Harris asked Little if the mayor was now firm on his changes to the health plan and Little said he was.
But the discussion opened an old wound for some council members.
Wanda Halbert has frequently made claims that certain council members and certain areas of Memphis get preferential treatment over others. She’s long claimed (and brought up numerous times about variety of topics) that the Overton Square parking garage and the drainage basin for Lick Creek built under it, were built because the structure is in Midtown and the project was pushed by Strickland and Flinn.
When she brought up the project again on Tuesday, Flinn gave a fiery retort.
“I find it personally offensive that the idea that I am walking around and the administration is throwing information at me.
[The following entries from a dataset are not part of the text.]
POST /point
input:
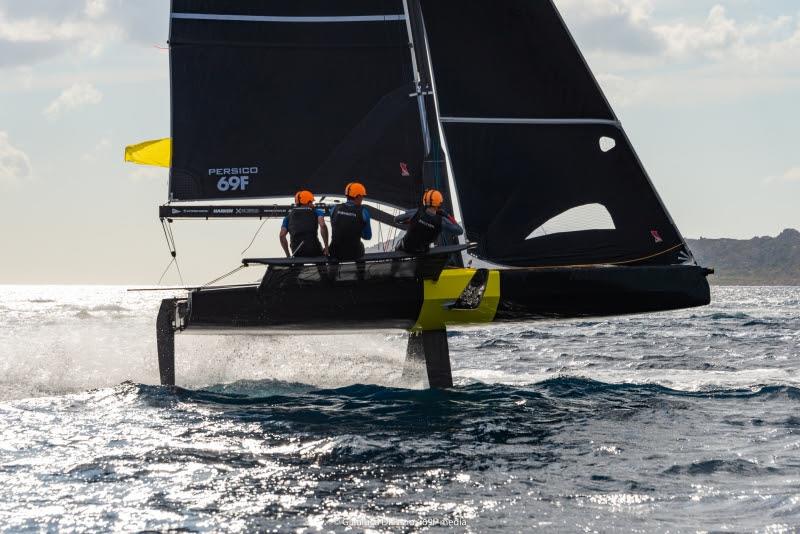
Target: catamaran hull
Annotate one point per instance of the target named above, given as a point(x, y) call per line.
point(510, 295)
point(425, 307)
That’s not the case at all, not on Overton Square and not on the spousal carveout” Flinn said. “I bust my ass at this job and go out of my way, on nights and weekends, collecting information and I schedule meetings with (the Wharton administration). This idea that there are favorite nations, it’s not the truth and I wish it would stop.”
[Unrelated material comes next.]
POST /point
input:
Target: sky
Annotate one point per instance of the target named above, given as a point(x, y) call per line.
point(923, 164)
Fullilove took the opportunity tell Flinn that she thinks he has had “privilege all of your life” and that she was not mad at him about that. But she said she thought Flinn does have special privileges with the administration and she does not.
“Have I been dissed by this administration? Yes, I have,” Fullilove said. “I called the mayor four times and has he responded? Nope. It’s obvious that he doesn’t care about what I want to talk about. And people ask me why I criticize him like I do.”
In another action, the council pushed a final vote on pension reform to sometime after their next meeting on October 21.